Lucrezia is twelve when she meets her future husband, Alfonso the duke of Ferrera in Italy. He is engaged to her older sister. Lucrezia is the third daughter of the family and has no thoughts of marriage. She is unlike the rest of the females of her father's court. Lucrezia has no interest in poems and embroidery; she longs for freedom and is an artist who admires wild animals as well as the exotic animals her father keeps in the castle.
But a royal female is meant to solidify alliances. When her sister dies on the eve of her wedding, Alfonso and his family suggest that he marry Lucrezia instead. He is twice her age and twice her size. She marries him having seen him only that once with no idea what marriage entails and no idea of what sex is.
She soon finds out that her life will be very different. Although Alfonso is a loving husband at first, he is adamant that he be obeyed in all ways. Lucrezia is to speak when he allows, to associate with who he chooses and to be available to him whenever he wants. His two sisters are much older than Lucrezia and caught up in court intrigues. She only trusts her maid, who is the daughter of Lucrezia's wet nurse when she was a baby and who she grew up with for several years.
Alfonso commissions a marriage portrait of his beautiful bride. He makes it clear that she is to sit for the portrait for hours if the artist and his apprentices need her to. People are starting to talk about her and her continued lack of pregnancy. As the marriage approaches a year, it is expected that she would be bearing an heir. Alfonso knows about the rumors that none of the women he has bedded over the years have had a child and is determined to secure his inheritance and the future of his name. When Lucrezia continues to not get pregnant, she starts to see a change in her husband and starts to fear that she will never leave the court alive.

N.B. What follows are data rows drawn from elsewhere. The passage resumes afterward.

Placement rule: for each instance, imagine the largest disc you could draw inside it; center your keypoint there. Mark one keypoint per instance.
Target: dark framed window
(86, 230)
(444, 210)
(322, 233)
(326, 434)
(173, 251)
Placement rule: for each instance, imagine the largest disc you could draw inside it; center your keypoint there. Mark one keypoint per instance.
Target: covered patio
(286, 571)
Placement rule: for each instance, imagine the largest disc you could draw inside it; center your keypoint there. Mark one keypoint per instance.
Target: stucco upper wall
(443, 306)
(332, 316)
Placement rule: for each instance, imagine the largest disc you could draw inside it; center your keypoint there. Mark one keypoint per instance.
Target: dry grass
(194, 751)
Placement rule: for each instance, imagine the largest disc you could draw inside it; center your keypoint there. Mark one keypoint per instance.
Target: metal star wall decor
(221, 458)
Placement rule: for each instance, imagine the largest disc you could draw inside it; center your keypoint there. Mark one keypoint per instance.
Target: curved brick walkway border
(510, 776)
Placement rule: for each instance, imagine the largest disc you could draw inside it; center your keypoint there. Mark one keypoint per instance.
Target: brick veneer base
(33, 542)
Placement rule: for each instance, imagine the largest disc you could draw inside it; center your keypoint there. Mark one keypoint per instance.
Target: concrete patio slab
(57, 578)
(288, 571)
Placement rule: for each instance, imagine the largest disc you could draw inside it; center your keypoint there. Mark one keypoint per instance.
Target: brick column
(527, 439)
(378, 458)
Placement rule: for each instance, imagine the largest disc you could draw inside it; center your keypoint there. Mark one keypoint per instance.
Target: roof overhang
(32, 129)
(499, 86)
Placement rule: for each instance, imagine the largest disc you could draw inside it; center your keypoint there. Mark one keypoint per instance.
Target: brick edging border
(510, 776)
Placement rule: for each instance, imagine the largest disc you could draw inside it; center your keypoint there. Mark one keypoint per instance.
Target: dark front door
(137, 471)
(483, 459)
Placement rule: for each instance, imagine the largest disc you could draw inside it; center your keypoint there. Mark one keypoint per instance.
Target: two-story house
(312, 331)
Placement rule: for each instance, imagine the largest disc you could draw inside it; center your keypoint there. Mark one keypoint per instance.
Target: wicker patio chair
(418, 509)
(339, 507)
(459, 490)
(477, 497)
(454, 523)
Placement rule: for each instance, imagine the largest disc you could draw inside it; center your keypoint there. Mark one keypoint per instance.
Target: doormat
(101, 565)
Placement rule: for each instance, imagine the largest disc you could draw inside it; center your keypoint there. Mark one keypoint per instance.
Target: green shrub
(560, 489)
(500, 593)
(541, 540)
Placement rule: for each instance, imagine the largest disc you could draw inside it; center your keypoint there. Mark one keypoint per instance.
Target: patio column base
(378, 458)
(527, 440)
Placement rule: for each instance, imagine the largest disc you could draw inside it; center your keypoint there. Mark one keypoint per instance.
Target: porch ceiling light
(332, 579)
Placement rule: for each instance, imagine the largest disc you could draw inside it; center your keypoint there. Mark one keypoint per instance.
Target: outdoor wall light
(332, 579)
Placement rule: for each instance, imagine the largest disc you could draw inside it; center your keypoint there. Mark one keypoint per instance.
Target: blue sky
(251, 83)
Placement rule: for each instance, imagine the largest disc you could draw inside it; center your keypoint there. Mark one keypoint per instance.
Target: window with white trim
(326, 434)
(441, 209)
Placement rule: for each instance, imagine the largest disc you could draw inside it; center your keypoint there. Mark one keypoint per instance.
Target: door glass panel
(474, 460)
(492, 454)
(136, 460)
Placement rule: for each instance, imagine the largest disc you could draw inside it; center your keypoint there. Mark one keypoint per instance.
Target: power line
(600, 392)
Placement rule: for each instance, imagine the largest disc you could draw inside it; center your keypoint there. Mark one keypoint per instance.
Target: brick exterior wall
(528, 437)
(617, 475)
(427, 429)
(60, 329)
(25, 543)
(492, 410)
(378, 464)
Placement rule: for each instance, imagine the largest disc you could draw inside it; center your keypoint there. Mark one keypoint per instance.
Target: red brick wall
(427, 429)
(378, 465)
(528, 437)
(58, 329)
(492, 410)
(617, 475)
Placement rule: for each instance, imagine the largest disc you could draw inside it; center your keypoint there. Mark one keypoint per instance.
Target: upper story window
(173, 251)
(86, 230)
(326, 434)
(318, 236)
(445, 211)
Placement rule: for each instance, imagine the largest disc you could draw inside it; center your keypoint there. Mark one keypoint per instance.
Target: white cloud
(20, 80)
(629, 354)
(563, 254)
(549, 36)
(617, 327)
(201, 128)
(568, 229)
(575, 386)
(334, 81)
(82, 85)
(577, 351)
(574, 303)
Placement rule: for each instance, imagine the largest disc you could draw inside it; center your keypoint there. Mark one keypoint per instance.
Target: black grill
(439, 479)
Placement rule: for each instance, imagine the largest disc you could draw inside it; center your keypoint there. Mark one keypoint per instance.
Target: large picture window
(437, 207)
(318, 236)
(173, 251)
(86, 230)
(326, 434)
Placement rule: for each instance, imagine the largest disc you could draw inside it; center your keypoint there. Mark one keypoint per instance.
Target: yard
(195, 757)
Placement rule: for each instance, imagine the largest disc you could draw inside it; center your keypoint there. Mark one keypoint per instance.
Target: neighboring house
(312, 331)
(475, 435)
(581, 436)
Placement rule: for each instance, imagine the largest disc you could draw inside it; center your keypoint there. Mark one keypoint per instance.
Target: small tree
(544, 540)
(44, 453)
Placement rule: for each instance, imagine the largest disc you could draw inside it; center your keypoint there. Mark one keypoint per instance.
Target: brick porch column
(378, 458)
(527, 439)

Maggie O'Farrell is one of my favorite authors and I eagerly await her books and devour them. She has an apt ability to create characters the reader immediately bonds with and her exhaustive research insures that the reader is caught up in the time and place of the story. This book brings home the horror of being basically a small child expected to give herself over and over to a man who is twice her size and who can do whatever he pleases. Her horror as she realizes the precariousness of her position and even of her life is drawn exquisitely. This book is recommended for readers of literary fiction.